It’s been 70 great years for the Cotuit Kettleers
A recent aerial shot of Elizabeth Lowell Park in Cotuit. Cotuit Bay can be seen in the background. Photo by Paul Rifkin
“It was very difficult for the league and the organization to lose somebody who had done the things Arnold had done,” Logan says. “This was our 70th season in 2016—and Arnold was a part of 66 of them. In my opinion he was one of the finest gentlemen I’ve ever met in my life.”

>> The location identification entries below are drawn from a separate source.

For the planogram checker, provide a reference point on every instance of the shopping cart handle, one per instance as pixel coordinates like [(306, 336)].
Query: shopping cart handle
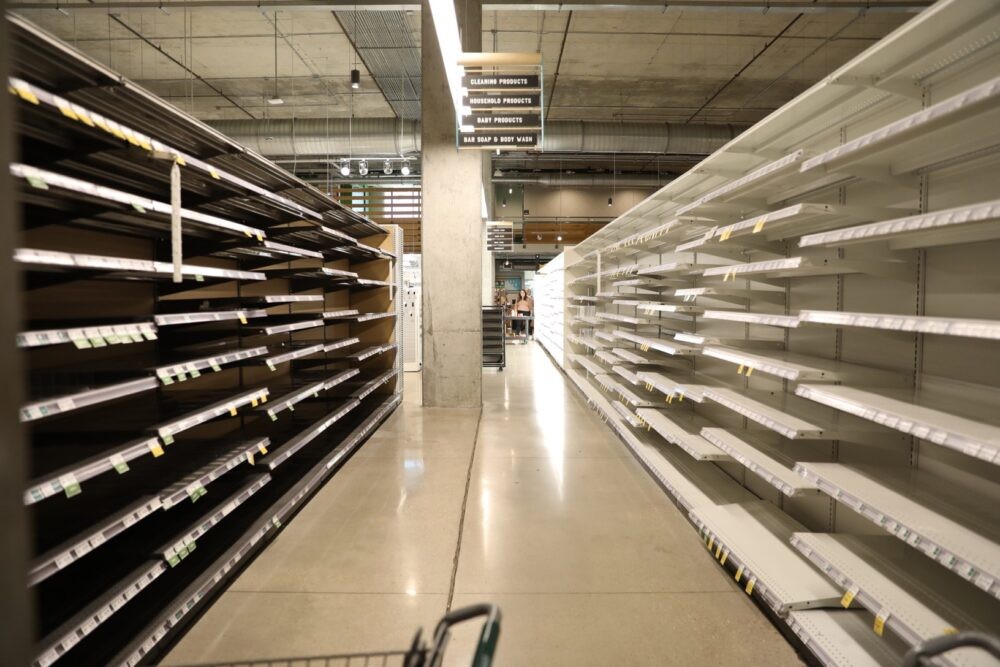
[(945, 643), (488, 637)]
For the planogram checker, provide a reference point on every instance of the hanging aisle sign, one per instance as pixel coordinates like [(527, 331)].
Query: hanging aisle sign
[(502, 102), (499, 236)]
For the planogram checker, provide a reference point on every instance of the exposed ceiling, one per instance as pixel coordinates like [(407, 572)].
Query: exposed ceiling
[(682, 65)]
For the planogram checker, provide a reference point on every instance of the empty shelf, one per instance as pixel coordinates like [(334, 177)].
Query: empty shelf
[(126, 268), (44, 179), (781, 422), (639, 357), (607, 357), (794, 367), (970, 437), (973, 222), (894, 591), (175, 319), (615, 317), (54, 645), (293, 445), (293, 326), (229, 406), (910, 136), (89, 337), (274, 360), (347, 313), (942, 326), (842, 638), (373, 384), (798, 219), (800, 267), (632, 398), (288, 401), (785, 321), (966, 552), (755, 537), (671, 268), (626, 373), (62, 404), (587, 364), (180, 546), (659, 344), (776, 473), (626, 414), (692, 443), (115, 458), (194, 368)]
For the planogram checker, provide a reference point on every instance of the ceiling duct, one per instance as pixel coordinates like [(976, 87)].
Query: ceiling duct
[(374, 137), (586, 180)]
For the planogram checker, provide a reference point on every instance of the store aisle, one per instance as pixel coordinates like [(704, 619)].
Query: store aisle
[(589, 561)]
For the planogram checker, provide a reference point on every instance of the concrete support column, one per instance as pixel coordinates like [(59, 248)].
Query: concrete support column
[(451, 231)]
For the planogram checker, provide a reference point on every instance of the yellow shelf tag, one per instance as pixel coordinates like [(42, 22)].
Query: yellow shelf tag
[(25, 93), (879, 625), (67, 110)]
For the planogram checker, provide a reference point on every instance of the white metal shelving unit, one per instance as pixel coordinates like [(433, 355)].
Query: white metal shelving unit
[(840, 257)]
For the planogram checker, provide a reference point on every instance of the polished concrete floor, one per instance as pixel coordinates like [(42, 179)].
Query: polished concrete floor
[(530, 503)]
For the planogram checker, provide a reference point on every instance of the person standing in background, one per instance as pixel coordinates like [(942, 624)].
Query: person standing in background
[(531, 311), (522, 306)]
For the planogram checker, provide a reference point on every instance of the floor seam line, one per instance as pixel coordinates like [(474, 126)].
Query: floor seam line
[(461, 517)]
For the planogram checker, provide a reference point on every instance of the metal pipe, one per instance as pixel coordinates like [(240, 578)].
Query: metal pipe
[(755, 6), (375, 137)]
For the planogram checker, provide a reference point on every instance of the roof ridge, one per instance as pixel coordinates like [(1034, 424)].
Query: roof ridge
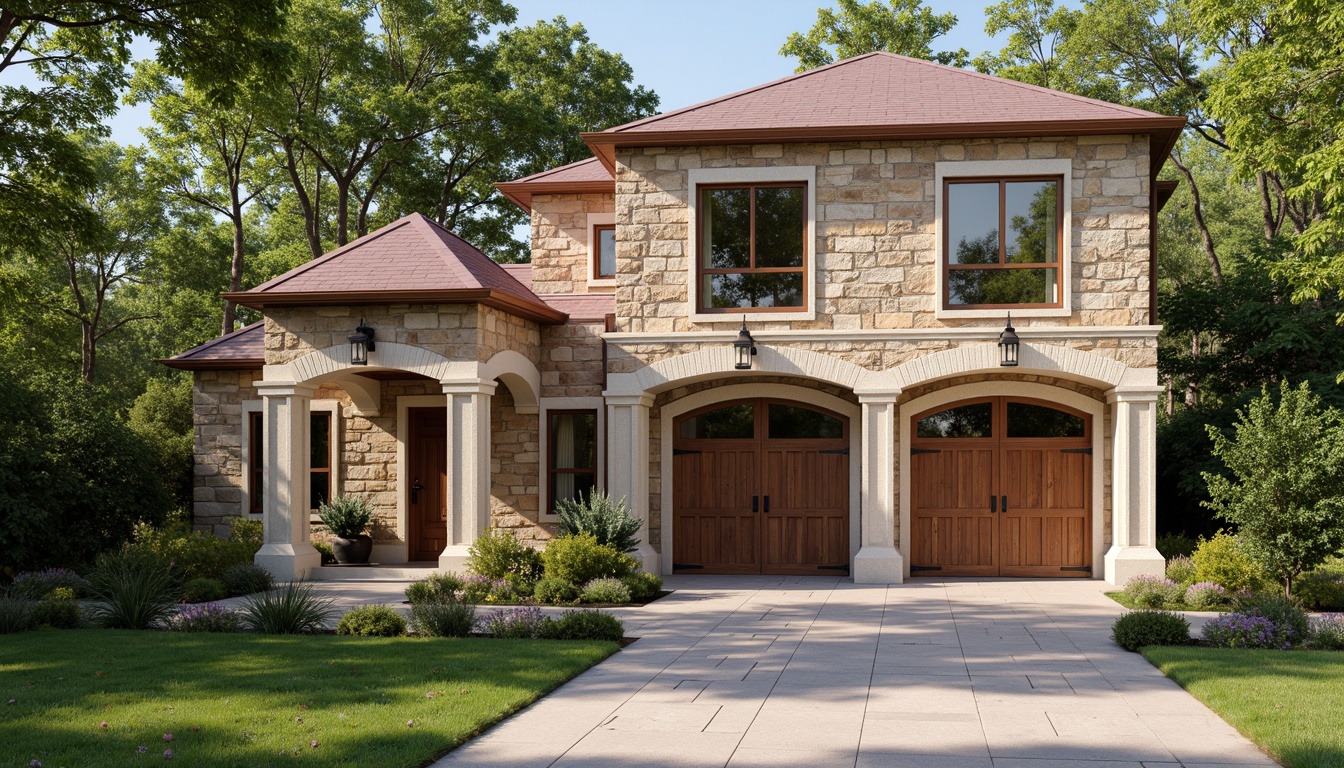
[(1023, 85), (618, 129), (304, 268), (204, 346)]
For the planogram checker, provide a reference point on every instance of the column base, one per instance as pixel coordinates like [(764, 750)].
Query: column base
[(454, 557), (879, 565), (1126, 562), (288, 562)]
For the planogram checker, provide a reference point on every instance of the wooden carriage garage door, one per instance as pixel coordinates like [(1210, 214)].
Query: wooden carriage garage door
[(1001, 487), (761, 486)]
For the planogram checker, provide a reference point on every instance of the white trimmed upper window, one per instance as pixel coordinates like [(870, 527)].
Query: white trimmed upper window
[(601, 266), (751, 244), (1003, 238)]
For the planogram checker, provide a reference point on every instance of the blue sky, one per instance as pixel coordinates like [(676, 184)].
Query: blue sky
[(684, 50)]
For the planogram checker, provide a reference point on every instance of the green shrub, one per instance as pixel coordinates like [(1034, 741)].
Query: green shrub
[(643, 585), (612, 591), (514, 623), (583, 624), (1139, 628), (1153, 591), (609, 522), (247, 577), (57, 613), (204, 618), (203, 591), (38, 584), (1321, 589), (499, 554), (290, 609), (1176, 545), (1222, 560), (15, 613), (132, 592), (442, 619), (555, 592), (371, 622), (581, 558), (1182, 570), (434, 588), (1285, 612), (1327, 634), (346, 517)]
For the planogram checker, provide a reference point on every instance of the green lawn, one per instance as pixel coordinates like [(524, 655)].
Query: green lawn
[(264, 700), (1289, 702)]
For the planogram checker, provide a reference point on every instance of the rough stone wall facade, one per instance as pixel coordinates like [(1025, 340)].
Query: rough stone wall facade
[(875, 253), (217, 400), (559, 241)]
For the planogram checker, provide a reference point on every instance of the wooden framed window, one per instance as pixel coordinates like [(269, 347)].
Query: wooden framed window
[(571, 455), (320, 459), (604, 252), (753, 254), (1001, 242), (256, 482)]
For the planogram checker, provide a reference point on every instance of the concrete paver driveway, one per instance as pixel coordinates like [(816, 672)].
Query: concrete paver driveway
[(807, 671)]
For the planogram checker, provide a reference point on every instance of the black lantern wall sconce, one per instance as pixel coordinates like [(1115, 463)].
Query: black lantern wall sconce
[(745, 349), (360, 343), (1008, 344)]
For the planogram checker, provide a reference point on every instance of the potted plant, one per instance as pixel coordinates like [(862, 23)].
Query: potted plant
[(347, 518)]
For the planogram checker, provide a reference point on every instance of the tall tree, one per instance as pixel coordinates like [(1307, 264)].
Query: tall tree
[(903, 27)]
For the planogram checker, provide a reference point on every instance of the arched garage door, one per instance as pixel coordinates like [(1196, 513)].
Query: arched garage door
[(761, 486), (1001, 486)]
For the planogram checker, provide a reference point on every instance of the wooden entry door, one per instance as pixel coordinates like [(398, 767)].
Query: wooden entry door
[(426, 484), (1001, 487), (761, 487)]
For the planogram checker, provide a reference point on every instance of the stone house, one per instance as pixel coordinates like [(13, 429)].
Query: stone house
[(770, 322)]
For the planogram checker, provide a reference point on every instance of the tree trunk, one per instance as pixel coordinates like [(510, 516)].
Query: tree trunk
[(1206, 240)]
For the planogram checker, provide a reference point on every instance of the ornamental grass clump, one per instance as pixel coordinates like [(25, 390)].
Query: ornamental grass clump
[(1204, 595), (371, 622), (290, 609), (609, 591), (1246, 631), (1153, 591), (206, 618), (609, 522), (1139, 628), (515, 623)]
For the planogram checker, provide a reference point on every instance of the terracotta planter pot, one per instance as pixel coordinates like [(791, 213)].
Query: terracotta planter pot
[(352, 550)]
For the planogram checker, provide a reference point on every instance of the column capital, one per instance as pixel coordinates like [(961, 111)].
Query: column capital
[(643, 400), (284, 389), (1135, 394), (468, 386)]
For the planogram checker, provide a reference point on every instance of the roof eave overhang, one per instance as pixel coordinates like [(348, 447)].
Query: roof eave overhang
[(520, 193), (515, 305), (605, 143), (213, 365)]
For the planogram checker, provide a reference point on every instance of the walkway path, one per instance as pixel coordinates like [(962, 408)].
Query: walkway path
[(768, 671)]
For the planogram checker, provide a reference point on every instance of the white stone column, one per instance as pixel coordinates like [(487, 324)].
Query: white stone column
[(1133, 484), (286, 549), (878, 560), (468, 468), (628, 464)]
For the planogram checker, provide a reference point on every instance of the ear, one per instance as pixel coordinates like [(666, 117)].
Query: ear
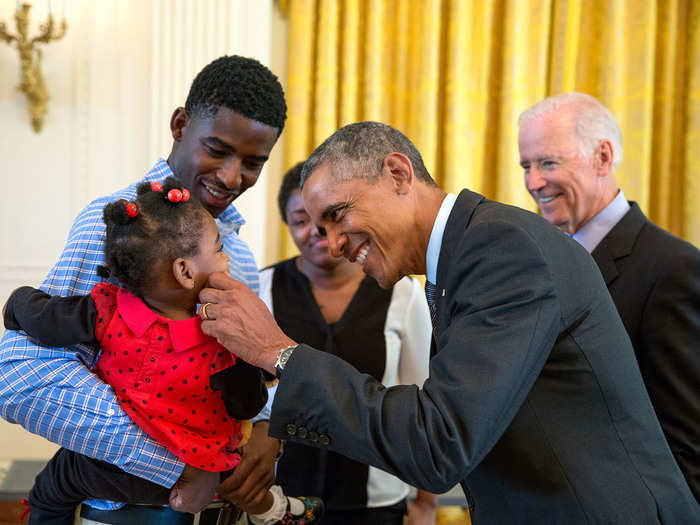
[(184, 273), (399, 168), (178, 122), (604, 158)]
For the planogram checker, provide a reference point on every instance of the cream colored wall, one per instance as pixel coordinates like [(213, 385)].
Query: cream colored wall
[(114, 80)]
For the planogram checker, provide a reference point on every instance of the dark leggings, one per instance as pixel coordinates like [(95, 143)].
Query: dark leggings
[(70, 478), (392, 515)]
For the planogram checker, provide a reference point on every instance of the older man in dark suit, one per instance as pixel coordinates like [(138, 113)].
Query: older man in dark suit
[(534, 401), (570, 146)]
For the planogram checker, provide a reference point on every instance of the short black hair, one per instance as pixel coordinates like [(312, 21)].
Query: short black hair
[(241, 84), (358, 151), (162, 230), (290, 182)]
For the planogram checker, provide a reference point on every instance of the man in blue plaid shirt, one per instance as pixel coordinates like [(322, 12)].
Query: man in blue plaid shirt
[(234, 113)]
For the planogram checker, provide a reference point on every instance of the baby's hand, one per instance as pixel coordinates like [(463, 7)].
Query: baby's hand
[(194, 490)]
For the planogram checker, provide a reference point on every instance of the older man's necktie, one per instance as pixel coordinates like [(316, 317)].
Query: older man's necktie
[(431, 296)]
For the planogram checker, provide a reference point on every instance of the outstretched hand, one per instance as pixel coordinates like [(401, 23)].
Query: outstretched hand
[(241, 322)]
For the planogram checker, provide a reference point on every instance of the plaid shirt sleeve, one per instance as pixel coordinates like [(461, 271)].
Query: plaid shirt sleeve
[(51, 392)]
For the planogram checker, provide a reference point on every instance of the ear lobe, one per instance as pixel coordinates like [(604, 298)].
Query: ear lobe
[(399, 167), (178, 122), (184, 273)]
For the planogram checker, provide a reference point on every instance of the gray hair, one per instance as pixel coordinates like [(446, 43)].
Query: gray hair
[(594, 122), (359, 150)]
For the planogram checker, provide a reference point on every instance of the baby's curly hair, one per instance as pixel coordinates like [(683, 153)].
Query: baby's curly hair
[(162, 230), (241, 84)]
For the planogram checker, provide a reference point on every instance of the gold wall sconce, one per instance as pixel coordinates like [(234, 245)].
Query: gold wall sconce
[(31, 80)]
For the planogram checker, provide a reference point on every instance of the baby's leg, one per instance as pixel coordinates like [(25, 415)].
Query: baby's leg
[(71, 478), (278, 508)]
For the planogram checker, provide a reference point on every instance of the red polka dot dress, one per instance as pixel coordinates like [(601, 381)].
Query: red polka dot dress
[(159, 369)]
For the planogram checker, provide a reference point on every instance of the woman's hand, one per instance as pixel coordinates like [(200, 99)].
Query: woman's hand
[(241, 322)]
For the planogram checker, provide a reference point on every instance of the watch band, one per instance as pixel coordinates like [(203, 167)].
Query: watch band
[(282, 359)]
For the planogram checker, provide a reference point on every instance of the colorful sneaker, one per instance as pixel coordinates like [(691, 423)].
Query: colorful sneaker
[(313, 511)]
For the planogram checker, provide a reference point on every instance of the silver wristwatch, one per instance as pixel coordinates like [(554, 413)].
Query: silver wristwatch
[(282, 359)]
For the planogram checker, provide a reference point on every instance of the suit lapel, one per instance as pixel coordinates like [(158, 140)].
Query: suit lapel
[(618, 243), (457, 222)]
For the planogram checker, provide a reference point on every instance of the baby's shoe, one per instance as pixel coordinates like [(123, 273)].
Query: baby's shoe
[(313, 511)]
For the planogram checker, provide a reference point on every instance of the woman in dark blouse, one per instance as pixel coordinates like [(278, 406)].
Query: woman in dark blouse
[(330, 304)]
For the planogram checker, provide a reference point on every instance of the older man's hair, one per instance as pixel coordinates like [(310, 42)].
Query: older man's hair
[(593, 121), (358, 151)]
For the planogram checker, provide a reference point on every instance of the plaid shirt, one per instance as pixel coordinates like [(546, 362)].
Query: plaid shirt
[(51, 392)]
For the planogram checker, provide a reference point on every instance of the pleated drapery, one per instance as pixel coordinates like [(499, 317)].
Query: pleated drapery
[(454, 75)]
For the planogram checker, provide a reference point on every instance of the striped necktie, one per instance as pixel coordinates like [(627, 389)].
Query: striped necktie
[(431, 296)]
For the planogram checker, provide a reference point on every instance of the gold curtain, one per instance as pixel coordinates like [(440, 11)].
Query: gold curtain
[(454, 75)]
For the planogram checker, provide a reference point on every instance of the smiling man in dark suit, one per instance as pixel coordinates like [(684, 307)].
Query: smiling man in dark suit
[(534, 401), (570, 146)]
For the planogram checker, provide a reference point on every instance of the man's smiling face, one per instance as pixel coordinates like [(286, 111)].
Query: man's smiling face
[(365, 221), (564, 183)]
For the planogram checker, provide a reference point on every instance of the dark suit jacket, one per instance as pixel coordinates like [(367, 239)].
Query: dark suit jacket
[(654, 280), (534, 401)]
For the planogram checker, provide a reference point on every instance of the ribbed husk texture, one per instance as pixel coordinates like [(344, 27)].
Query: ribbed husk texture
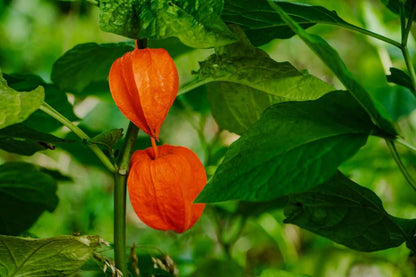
[(144, 84), (162, 189)]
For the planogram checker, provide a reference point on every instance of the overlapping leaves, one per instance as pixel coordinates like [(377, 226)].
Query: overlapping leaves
[(196, 23), (292, 148)]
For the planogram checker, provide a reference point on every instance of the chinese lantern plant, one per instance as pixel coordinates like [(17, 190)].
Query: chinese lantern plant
[(163, 181)]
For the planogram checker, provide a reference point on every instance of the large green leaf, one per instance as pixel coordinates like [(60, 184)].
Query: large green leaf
[(332, 59), (262, 25), (349, 214), (196, 23), (292, 148), (85, 64), (17, 106), (56, 256), (244, 80), (54, 97), (25, 192), (23, 140)]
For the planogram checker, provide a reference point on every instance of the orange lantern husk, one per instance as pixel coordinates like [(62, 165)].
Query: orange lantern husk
[(144, 84), (162, 188)]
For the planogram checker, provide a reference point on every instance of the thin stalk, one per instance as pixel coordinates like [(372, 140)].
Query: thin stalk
[(120, 187), (154, 147), (81, 134), (405, 36), (406, 144), (120, 181), (402, 167), (371, 34)]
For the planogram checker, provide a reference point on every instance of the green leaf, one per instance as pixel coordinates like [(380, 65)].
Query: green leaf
[(196, 23), (349, 214), (261, 24), (332, 59), (270, 272), (152, 262), (394, 6), (16, 106), (398, 101), (23, 140), (293, 147), (54, 97), (85, 64), (244, 80), (56, 256), (25, 192), (219, 268), (107, 139), (399, 77)]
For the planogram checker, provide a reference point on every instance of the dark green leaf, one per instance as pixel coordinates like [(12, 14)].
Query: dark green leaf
[(57, 99), (152, 263), (262, 25), (398, 101), (394, 6), (195, 23), (236, 107), (107, 139), (23, 140), (86, 63), (247, 209), (332, 59), (349, 214), (293, 147), (399, 77), (25, 192), (16, 106), (56, 256), (57, 175), (247, 81)]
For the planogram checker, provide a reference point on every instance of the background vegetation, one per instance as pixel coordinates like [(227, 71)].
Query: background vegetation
[(228, 240)]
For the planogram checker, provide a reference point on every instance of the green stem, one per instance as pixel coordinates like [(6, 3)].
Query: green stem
[(120, 187), (372, 34), (405, 36), (120, 181), (402, 167), (81, 134)]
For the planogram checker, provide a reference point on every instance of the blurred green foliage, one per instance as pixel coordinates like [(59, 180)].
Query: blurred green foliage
[(35, 33)]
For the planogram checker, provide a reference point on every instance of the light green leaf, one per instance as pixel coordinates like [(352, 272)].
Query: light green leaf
[(17, 106), (196, 23), (58, 99), (349, 214), (85, 64), (25, 192), (23, 140), (292, 148), (108, 139), (56, 256), (332, 59)]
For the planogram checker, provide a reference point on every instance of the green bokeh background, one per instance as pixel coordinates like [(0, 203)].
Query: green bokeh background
[(34, 33)]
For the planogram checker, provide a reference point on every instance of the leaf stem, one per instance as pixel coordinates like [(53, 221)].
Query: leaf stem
[(406, 144), (120, 187), (46, 108), (372, 34), (120, 181), (405, 36), (402, 167)]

The Cotuit squad was formed in 1946, but baseball on Cape Cod dates back to at least the late 19th century. Paul Galop, the Cape League’s commissioner, says there are records of a game played at the Barnstable County Fair between two town teams, circa 1885. During the early years of the 20th century, a number of towns fielded their own baseball teams, but play fizzled out during World War II. After the war, with young men returned to the Cape, the league was reinvigorated in 1946 and that’s when a Cotuit team was founded. The next year, the Kettleers played their first official season.
Stewart Goodwin has been a fan since the very beginning, attending his first Cotuit game in 1946. He was 7. At that time, the roster consisted of local players from Cotuit and Mashpee, and though located in the same spot as it is today, the Cotuit ball field lacked modern frills, like fences.
In that era, Goodwin says the best of the town teams was the Sagamore Clouters, and he recalls watching a game in Bourne where slugger Jim Perkins hit a ball into the canal on one bounce. During a game at Falmouth’s field in Falmouth Heights, Perkins blasted a ball into Vineyard Sound. “He couldn’t run very well,” Goodwin says of Perkins, “but he was a formidable power hitter.”
Goodwin says cheering on, and volunteering for the Kettleers over the years has been a wonderful experience for both him and his family. “I always thought of it as the way baseball should be, on grass, in the daylight. It’s a family sport. It’s just a great environment. The field is just one of the most beautiful little fields that you’d ever want to see.”